Samedi 05 novembre 2022 à 07h

Cette semaine, Éric soumet à l’expertise d’Aymeric Rouillac un niveau longue portée de la marque Henri Morin. L’occasion pour notre commissaire-priseur de nous en dire plus sur son histoire et sa valeur.



« Aucune carte du monde n’est digne d’un regard si le pays de l’utopie n’y figure pas ». Si cette citation d’Oscar Wilde laisse divaguer l’imagination, il a pourtant fallu, à travers l’histoire, que les hommes se montrent plus sérieux pour répertorier les territoires qu’ils explorent et habitent. Que ce soit à des fins de cartographie ou dans l’optique de délimiter précisément des arpents de propriétés, il a fallu développer des instruments de plus en plus précis. La topographie utilise des instruments tels que les niveaux pour projeter le territoire sous forme de plan, mais il est également possible de calculer l’altitude. On règle la lunette en visant un point de relief et, à l’aide d’une règle graduée, on mesure le dénivelé. L’opération se répète jusqu’à ce que les topographes puissent cartographier de manière précise un territoire. Les premiers relevés topographiques semblent dater de l’antiquité égyptienne. En Europe, l’Empire romain propose un cadastre finalement assez précis si l’on tient compte de la rusticité des instruments de mesure de l’époque. Les calculs servent donc à cartographier les provinces de l’Empire, mais également à définir les impositions des propriétaires terriens ; il faut d’ailleurs rendre hommage à l’efficacité de l’administration romaine dans ce domaine. Au Moyen-Age, les mesures romaines, jugées assez précises, sont conservées. Ce n’est qu’au cours des XVIIe et XVIIIe siècles que les instruments de mesure se font plus précis et les projections plus ambitieuses, comme par exemple celle, très célèbre, du flamand Mercator. Au XVIIe siècle, la lunette est adaptée à la profession, permettant une plus grande efficacité. Les outils se font de plus en plus performants au cours des siècles suivants et le XXe siècle adapte sa révolution électronique aux instruments d’arpentage et de topographie, permettant une projection informatique d’une très grande précision.
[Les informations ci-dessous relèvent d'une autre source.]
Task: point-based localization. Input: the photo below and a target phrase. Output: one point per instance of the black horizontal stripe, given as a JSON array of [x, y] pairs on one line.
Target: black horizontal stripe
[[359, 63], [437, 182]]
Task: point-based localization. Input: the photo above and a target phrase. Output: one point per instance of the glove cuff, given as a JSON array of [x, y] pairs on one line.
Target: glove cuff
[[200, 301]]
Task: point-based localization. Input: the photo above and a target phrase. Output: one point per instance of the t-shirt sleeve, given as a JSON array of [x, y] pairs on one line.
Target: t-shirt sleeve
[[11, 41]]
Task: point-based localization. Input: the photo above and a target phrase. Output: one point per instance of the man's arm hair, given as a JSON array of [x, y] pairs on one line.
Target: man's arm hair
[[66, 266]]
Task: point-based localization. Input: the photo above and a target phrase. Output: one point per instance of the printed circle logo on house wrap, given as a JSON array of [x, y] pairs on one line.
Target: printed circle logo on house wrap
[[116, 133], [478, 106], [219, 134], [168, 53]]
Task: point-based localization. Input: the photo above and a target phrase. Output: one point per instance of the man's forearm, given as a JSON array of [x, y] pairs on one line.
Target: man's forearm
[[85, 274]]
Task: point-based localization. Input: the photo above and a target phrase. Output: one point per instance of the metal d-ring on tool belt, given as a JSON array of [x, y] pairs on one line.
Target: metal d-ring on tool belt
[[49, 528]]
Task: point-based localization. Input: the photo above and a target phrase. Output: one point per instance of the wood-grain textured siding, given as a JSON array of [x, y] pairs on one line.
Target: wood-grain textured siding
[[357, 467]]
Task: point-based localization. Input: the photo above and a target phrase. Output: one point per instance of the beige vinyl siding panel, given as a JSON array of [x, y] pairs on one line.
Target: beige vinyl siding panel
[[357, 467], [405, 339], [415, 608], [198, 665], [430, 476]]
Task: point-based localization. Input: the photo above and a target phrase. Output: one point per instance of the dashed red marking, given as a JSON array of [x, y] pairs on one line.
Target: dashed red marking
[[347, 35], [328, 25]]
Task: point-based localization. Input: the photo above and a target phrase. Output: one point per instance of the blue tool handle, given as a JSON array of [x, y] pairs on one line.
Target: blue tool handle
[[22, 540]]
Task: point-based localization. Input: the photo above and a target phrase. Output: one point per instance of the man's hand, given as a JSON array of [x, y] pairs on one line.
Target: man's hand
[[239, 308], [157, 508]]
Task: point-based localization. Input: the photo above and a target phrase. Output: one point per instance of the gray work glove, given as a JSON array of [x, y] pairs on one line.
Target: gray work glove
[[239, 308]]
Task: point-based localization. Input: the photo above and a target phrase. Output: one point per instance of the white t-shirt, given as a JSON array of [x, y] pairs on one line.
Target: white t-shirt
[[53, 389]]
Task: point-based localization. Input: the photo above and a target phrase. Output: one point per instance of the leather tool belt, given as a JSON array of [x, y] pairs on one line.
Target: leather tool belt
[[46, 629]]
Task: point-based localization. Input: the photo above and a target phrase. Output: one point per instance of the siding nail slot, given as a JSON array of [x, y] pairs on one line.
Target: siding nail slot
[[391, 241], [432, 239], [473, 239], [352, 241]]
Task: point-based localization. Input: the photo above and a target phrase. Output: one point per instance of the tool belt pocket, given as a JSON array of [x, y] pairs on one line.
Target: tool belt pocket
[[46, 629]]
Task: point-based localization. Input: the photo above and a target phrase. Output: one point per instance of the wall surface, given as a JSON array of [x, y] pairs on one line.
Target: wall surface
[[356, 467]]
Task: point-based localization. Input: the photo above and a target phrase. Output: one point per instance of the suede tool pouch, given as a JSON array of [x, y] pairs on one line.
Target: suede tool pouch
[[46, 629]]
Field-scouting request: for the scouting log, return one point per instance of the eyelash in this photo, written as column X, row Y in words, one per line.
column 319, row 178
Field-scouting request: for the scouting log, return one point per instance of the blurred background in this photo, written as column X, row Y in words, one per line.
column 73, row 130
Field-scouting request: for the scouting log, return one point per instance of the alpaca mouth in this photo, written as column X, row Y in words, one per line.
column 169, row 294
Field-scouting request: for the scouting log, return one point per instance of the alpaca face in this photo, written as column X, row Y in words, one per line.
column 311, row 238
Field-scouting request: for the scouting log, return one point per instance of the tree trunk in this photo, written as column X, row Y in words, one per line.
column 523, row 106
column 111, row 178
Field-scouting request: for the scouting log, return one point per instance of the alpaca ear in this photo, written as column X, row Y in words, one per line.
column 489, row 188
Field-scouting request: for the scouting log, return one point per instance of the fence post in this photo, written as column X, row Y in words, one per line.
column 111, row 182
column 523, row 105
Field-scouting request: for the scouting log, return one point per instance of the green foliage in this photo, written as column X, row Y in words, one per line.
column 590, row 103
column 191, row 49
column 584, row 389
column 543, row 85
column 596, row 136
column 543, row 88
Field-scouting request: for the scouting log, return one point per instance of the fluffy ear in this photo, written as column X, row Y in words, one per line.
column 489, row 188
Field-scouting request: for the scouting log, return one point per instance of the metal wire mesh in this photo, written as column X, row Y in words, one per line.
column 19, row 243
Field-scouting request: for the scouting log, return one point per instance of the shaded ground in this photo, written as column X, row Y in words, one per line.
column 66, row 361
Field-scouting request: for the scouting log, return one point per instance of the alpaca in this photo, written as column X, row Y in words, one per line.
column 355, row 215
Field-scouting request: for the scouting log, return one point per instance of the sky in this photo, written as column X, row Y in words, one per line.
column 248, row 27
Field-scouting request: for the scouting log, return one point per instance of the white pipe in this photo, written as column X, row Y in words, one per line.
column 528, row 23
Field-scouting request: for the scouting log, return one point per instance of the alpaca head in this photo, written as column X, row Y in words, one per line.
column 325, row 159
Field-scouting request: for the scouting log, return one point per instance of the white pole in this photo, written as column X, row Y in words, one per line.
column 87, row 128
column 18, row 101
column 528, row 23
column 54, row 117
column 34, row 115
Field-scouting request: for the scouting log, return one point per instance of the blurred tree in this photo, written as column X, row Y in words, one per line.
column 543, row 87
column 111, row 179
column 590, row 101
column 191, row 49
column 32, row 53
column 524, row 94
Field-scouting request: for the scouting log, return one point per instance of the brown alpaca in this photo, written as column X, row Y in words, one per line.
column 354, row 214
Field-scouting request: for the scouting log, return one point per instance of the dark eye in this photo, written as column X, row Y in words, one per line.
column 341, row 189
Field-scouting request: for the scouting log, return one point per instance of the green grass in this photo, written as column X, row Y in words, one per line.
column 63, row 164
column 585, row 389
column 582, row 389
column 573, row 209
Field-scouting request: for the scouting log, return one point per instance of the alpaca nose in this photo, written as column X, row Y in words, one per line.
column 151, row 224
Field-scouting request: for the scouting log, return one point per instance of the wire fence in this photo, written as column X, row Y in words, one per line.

Henri Morin fonde ses ateliers à Paris en 1880. On y fabrique de nombreux instruments destinés à la topographie, à toutes sortes de relevés utiles à l’ingénierie publique et privée, mais aussi destinés à l’armée, notamment à l’artillerie. Les années 1890 sont synonymes de succès pour les ateliers Henri Morin, qui deviennent le principal fournisseur français de ces matériels spécifiques, grâce à une production de qualité. Plusieurs prix et distinctions viennent récompenser le travail de Morin, avec, en point d’orgue, une nomination au comité de l’Exposition Universelle de 1900. La société connait des fortunes diverses au cours du XXe siècle et son activité cesse dans les années 1960.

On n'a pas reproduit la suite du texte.